Taye Shiferaw was 23 and fresh out of college with a degree in manufacturing when he started work at the dam four years ago. He was made team leader for quality control on the linings Kifle is concerned about, some of the dam’s most sensitive parts. If they were to leak, the immense pressure of the water and sediment rushing through the voids could erode concrete at the base of the dam and cause its collapse.
According to Taye, the military officers in charge—his boss was a major-general—couldn’t understand what the engineers reporting to them were talking about. Handed a technical report, they would just reply “Go on! No problem!” he said. Anyone who insisted on a quality control issue risked being accused of membership in the Oromo Liberation Front, at the time listed as a terrorist organization.
Many of those officers—and of the military’s top brass in general—were Tigrayans. By now, Mekele feels like a fortress for a government in exile, with Tigrayan ex-government officials and Metec executives frequenting the local Planet Hotel, and some spending evenings at the Mountain Lounge bar downtown.
At the hotel, an army major describing himself as one of Metec’s founders fiercely disputed accusations of incompetence and waste. He cited the dam’s expanded hydro-power design as proof of the company’s technical abilities. His friend, a Metec colonel with a baseball cap pulled low over his face, had just stopped in. He said he was wanted by police in Addis Ababa and was hiding in the bush outside Mekele. He came to the hotel to shower and brush his teeth.

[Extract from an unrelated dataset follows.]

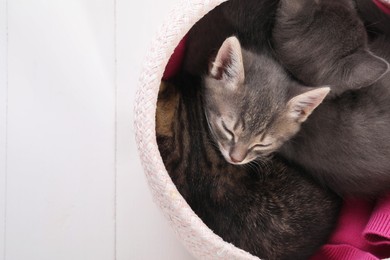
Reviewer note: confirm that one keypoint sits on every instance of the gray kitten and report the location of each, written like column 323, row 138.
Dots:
column 324, row 42
column 254, row 109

Delays and technical difficulties arise in large infrastructure projects all over the world, said the colonel. “In my view, it was a blindly political decision” to remove Metec, and one designed to discredit Tigrayans in the former government and military, he said. Neither officer wanted to be named, for fear of repercussions from the capital.
Getachew Reda, a Planet Hotel resident and politburo member in the fragmenting coalition of ethnically based parties that has ruled Ethiopia since 1991, was to be found at the Mountain Lounge. A huge bottle of Johnny Walker Black Label whisky was draining fast on the shared table. At one point he was pulled away to dance to the Tigrayan fighting song and anthem, “We Shall Overcome.”

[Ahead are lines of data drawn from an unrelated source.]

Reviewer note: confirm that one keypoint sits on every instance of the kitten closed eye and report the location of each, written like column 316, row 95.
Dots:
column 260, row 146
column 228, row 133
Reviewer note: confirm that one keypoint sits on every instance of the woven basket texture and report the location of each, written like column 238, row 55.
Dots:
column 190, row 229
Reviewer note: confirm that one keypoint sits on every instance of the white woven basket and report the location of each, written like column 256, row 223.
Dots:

The break-up of Metec was also about ethnic politics, according to Getachew. Of the 14 Metec officers charged with corruption, a majority are Tigrayan. “An ethnic purge is taking place, that much I can tell you,” he said.
Membere Mekonnen doesn’t concern herself with such high politics. She just remembers how Simegnew’s cell phone rang without pause the day before he died, leaving him without a moment to talk to his younger son, 16, and daughter, 9. He was depressed and clearly under immense pressure that night, but he didn’t kill himself, she insists, dismissing a police statement that he had left behind a note. Police also said he called his secretary before he died, asking her to “take care of my children.”

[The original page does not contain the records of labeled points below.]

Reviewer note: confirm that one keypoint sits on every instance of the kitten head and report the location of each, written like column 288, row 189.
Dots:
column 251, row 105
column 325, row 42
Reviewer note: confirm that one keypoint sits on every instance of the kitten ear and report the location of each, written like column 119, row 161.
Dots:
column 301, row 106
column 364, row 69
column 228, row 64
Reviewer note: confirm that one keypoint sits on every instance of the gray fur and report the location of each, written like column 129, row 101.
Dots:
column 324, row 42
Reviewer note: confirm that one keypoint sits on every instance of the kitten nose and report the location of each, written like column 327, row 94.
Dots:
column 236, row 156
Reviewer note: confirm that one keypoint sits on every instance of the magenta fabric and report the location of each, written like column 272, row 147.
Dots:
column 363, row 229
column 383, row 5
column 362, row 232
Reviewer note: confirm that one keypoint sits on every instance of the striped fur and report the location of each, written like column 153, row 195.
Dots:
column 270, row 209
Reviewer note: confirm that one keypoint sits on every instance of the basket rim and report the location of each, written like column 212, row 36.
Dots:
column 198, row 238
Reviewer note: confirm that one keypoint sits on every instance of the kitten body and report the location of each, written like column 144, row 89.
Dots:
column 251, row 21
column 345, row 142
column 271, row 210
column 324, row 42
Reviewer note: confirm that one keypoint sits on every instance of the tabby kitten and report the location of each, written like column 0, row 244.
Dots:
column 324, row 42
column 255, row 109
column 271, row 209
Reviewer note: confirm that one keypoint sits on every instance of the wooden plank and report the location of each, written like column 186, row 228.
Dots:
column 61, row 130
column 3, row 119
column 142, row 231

According to the police, Simegnew shot himself with his own gun because of pressure over delays in the dam’s construction and the emerging fact that Metec had spent more of the nation’s money than its progress could justify. He didn’t die immediately. The police said they broke a window in the attempt to get him out. In his note, according to police, Simegnew said he wanted to leave the country, but was worried he couldn’t explain himself to the Ethiopian people.
Membere is waiting for her daughter, Simegnew’s estranged wife, to secure asylum in Canada, after which the children will be sent to join her. Theirs hasn’t been an easy story. Their mother left home and, before he died, their father was so busy with dam business he sometimes left them waiting in vain after promising to visit.
“He loved that dam more than his children, because he thought it would change Ethiopia,” Membere said. Like so many others, she never questions the value or necessity of the dam itself. “We lost a hero.”